Small businesses thrive on the ability to be nimble when an opportunity arises. That is why it’s so important to have an administrative structure that makes it easy for you to put your capital to use. When you have a small operation and clients who expect invoice plus accounting, staying nimble can be tough because you never know when your next payday will come.
Normalize Your Income
One big reason to use factoring regularly for all your invoices is to normalize that income. Customers who order jobs and then pay between your submission windows will still happen. The point of the submission dates is to give your books a reset, providing you with a lump of cash for cash flow management over your next budgetary period. Payments made during that period can be put into reserves or set aside to add to the capital for the next budget, depending on your current growth plan.
Minimize Your Bookkeeping Time
Nothing will get you out of keeping accurate books, as time-consuming as that can be, but sending your invoices out regularly does mean you get to minimize the time you spend tracking payments, running to the bank, and following up on invoices. Instead, you are basically selling the debt and the right to collect it to a third party. You take less than face value for them, but you also work a lot less to get the money. For owner-operated companies and independent professionals, sending out the work of collecting invoices means a lot more project time to actually earn your money.

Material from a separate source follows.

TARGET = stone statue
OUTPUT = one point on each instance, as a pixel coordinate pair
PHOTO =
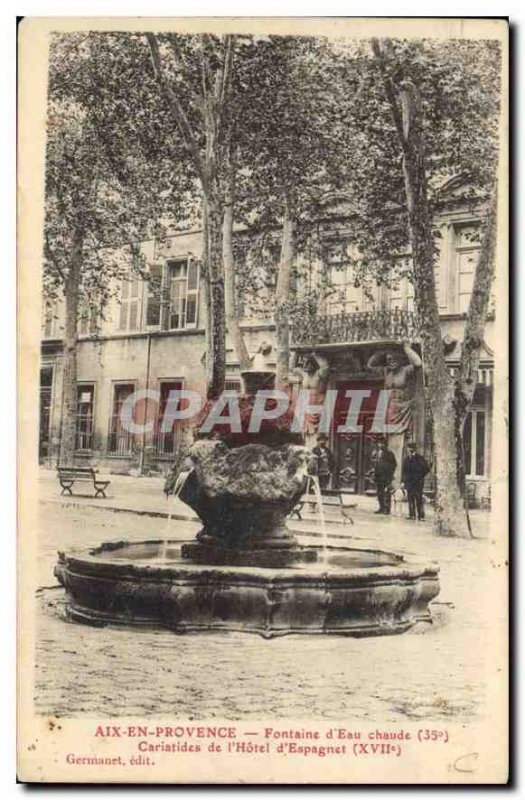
(315, 373)
(400, 379)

Adjust Your Project Quotes
After a couple of budgetary periods, you will start to see which clients pay promptly enough that they rarely wind up being part of a factoring package and which ones regularly go out. At that point, you might want to think about a couple of subtle adjustments to the rates for those clients, to make sure you are recovering the cost of constantly waiting for payment. With the right price tweaks, you can maintain your margins by folding the cost of the service into the fees paid by the customers who make it necessary. That also provides a small but meaningful discount for your most loyal customers.
Understanding how to use your financing to reduce your additional workload is one of the most important parts of learning cash management for a small company. If your money does not make your life easier, what is it doing?